Daha sakin bir hayat yaşamamı söyler muhtemelen. Biraz oturup dinlenmem ve her şeye bu kadar çok tepki göstermemem konusunda uyarır beni. 
 
● Neye bu kadar tepkilisin peki?
Kuralcı ve hayatı basit algılayan biriyim. Misal eğer bir otomobil sağa dönecekse o sinyali vermeli. Yol boş olsa bile yeşil ışık yandıktan sonra geçerim. Yaya geçidinde bir taksi geçmeye çalışsa uzun süre söylenirim. Aslında bunlar çok basit noktalar. Bakıldığında Hakan’ın da tersi pis. Çok sabrediyor, çözmeye çalışıyor ama tersine geldiği zaman da o yanını saklamaz. Mesela bir bölüm evi terk etmişti. Sadece diş macununu ortadan sıktığı için Simay’la kavga etti.
 
● Bülent’in üstüne gittiği zamanlar Başak’a da o ters yanını göstermişti.

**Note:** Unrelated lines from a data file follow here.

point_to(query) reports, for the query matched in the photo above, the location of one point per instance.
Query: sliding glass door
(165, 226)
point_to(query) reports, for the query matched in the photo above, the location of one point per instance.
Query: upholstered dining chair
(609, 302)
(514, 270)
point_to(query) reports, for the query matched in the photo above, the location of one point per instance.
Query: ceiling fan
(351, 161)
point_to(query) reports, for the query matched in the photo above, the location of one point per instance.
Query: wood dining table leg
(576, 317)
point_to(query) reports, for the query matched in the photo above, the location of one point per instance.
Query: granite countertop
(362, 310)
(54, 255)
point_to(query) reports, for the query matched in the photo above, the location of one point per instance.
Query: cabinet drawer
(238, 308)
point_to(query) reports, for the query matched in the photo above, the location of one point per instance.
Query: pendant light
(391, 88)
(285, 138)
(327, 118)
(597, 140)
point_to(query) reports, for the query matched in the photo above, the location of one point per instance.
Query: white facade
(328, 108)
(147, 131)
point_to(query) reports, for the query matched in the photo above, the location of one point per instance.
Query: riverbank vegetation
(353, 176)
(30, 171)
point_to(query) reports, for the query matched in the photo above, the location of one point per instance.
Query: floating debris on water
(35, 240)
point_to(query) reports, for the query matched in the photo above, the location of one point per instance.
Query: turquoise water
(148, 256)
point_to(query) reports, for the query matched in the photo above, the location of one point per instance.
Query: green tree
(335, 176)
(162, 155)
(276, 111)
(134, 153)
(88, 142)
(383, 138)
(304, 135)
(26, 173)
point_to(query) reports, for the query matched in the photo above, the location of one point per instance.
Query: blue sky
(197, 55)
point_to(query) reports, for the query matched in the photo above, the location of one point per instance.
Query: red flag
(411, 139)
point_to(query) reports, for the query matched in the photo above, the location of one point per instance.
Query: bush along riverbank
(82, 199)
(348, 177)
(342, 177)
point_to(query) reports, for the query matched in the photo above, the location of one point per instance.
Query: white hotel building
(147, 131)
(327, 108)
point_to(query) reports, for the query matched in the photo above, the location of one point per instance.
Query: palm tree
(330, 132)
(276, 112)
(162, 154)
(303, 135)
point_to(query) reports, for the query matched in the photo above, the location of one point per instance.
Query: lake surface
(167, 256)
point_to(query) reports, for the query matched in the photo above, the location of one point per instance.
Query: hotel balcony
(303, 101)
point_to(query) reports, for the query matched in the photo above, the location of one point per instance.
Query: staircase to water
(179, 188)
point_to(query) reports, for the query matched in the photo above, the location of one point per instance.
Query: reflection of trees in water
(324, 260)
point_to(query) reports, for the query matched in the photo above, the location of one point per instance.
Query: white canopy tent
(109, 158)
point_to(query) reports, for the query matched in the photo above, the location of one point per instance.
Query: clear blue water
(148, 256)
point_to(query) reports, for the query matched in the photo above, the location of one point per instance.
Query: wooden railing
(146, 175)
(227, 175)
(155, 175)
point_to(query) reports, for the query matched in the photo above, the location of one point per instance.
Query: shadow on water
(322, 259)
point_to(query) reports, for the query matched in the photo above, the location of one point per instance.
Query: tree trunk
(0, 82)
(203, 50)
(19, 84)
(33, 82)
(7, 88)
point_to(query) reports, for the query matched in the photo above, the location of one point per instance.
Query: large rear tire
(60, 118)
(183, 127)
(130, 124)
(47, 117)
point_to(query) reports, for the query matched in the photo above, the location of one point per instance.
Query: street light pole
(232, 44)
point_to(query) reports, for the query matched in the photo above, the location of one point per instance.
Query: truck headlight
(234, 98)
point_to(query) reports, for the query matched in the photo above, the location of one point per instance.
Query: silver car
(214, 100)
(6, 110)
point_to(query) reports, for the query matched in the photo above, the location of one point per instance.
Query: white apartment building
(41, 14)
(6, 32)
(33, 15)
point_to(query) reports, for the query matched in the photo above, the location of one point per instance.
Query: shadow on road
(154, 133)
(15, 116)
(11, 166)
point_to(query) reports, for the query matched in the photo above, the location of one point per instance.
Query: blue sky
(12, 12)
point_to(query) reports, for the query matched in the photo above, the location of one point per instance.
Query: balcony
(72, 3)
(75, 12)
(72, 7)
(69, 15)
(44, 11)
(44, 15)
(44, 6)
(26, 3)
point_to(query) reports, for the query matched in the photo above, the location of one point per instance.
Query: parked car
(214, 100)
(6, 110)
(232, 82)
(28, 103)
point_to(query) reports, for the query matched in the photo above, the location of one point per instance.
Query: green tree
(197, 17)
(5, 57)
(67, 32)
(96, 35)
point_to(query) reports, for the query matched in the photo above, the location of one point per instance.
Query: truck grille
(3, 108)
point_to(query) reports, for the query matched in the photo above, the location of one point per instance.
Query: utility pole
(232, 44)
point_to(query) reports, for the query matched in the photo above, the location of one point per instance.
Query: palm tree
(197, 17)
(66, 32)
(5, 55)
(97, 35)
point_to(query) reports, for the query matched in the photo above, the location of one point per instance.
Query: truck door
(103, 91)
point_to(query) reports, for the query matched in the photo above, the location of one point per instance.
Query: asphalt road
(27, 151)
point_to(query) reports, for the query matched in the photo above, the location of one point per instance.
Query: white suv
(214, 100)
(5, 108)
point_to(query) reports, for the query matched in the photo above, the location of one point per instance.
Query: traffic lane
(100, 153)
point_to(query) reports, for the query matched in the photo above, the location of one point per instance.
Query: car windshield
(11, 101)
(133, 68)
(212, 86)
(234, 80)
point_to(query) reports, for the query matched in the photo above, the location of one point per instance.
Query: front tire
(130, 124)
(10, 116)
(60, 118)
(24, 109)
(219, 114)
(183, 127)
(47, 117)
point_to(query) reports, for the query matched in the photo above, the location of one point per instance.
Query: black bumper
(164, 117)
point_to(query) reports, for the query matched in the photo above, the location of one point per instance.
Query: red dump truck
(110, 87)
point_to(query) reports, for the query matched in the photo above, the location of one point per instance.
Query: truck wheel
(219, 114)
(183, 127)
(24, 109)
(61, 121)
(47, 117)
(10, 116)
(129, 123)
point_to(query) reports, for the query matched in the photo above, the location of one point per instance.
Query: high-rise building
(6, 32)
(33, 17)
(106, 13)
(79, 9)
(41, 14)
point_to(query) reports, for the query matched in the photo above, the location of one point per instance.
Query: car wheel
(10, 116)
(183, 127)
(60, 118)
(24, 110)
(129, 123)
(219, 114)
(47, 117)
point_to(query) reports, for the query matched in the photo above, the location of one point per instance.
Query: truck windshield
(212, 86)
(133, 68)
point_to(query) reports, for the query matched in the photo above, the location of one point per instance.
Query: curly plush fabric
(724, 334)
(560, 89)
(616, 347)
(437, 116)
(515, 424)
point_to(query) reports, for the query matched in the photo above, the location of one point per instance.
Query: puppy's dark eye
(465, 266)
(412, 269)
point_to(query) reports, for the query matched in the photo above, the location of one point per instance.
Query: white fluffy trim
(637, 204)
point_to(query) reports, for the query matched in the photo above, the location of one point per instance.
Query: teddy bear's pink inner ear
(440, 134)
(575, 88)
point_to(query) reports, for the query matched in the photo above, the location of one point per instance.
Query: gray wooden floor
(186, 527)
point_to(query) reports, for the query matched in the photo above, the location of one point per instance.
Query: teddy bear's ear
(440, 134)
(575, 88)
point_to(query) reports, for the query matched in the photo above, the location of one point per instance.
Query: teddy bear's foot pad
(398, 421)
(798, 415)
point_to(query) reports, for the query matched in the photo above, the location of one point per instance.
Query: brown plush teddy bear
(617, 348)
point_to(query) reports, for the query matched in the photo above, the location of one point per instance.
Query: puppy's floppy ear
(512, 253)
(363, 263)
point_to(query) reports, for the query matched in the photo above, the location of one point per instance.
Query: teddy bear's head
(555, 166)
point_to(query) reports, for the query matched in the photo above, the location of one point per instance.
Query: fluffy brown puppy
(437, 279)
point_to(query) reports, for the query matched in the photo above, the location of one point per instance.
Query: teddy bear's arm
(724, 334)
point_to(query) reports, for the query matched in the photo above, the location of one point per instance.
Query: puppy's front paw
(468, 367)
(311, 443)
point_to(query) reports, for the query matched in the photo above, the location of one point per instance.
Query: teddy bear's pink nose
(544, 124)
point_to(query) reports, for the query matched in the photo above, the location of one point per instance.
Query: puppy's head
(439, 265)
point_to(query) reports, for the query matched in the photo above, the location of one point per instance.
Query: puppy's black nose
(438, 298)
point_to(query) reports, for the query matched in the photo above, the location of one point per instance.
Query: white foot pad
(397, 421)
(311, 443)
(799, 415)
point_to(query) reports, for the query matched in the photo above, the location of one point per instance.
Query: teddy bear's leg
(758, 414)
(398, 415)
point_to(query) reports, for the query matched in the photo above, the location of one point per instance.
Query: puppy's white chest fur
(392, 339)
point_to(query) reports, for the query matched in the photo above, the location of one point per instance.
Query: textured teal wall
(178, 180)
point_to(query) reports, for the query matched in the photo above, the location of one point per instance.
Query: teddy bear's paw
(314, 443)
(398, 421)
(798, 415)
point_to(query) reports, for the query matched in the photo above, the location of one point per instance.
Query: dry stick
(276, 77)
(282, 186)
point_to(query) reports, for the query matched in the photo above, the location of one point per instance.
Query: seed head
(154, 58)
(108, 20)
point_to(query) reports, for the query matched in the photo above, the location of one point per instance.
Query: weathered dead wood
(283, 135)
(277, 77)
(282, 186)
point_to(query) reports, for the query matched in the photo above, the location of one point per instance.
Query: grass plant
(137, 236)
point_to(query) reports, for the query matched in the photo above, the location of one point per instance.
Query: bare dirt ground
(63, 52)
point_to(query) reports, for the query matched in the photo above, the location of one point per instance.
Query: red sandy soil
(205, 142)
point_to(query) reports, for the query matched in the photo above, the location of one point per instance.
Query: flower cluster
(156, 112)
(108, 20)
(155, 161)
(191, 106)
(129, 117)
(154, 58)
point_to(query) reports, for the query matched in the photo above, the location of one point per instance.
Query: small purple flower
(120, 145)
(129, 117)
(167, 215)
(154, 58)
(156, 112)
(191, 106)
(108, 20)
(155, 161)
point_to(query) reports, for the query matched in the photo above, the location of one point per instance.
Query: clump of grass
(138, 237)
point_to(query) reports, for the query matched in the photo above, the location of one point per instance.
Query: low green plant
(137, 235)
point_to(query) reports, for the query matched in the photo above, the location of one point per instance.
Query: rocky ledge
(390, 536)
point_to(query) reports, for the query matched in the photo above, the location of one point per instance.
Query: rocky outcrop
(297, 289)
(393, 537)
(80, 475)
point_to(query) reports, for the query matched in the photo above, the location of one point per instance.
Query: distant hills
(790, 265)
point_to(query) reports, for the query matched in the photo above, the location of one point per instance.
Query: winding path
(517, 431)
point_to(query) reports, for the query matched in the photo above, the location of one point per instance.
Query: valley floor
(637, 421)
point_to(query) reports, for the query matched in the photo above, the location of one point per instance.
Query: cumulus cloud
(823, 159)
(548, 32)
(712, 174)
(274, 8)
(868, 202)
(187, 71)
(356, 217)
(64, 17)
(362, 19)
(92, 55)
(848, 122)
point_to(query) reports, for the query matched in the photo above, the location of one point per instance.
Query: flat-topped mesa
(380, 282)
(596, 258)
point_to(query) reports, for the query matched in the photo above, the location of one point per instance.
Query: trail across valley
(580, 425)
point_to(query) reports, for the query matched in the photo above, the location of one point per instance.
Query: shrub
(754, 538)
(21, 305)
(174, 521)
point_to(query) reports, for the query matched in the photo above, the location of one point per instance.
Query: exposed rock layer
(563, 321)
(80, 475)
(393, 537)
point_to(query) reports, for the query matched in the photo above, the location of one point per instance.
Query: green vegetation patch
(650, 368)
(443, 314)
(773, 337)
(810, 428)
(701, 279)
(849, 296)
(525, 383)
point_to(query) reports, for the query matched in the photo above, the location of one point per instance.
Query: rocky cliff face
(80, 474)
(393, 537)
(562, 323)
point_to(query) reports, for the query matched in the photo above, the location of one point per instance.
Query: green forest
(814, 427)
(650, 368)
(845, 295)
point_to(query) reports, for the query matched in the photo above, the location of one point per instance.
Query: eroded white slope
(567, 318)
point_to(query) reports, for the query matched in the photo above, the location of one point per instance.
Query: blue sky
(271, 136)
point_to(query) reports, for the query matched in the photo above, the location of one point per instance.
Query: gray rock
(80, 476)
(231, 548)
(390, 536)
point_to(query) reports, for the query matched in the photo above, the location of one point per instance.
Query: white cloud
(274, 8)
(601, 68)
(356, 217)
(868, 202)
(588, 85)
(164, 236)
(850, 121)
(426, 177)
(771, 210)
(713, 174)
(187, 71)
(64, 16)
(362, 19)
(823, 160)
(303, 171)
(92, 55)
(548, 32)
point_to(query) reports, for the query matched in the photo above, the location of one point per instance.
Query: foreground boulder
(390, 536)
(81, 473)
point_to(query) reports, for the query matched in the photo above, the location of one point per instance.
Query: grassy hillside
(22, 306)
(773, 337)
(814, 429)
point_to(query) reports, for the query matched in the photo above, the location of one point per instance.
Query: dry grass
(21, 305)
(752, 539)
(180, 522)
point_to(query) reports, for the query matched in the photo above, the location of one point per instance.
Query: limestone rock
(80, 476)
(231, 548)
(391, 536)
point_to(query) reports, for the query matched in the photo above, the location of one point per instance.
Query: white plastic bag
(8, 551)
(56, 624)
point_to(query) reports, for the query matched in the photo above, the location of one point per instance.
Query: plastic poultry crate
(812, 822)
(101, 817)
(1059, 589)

Zaten aslında karı koca birbirlerine çok benziyorlar. Simay kız tarafını, Hakan ise erkek tarafını bunaltıyor.
 
● Peki, senin arkadaşlarını bunalttığın anlar oluyor mu böyle?
Tabii ki! (Gülüyor). Ortada bir yanlış varsa ve olması gerekeni biliyorsan yine de ancak karşı tarafın müsaade ettiği kadar müdahalede bulunabiliyorsun. Yardım etmek iyi bir şey olabilir ama bir hak değil. Yanlış bir şey varsa iki üç kere söyler geçerim. Önceden daha çok yapıyordum bunu.
 
● Kendinle en çok övündüğün veya etrafındakilerin gıptayla baktıkları özelliğin nedir?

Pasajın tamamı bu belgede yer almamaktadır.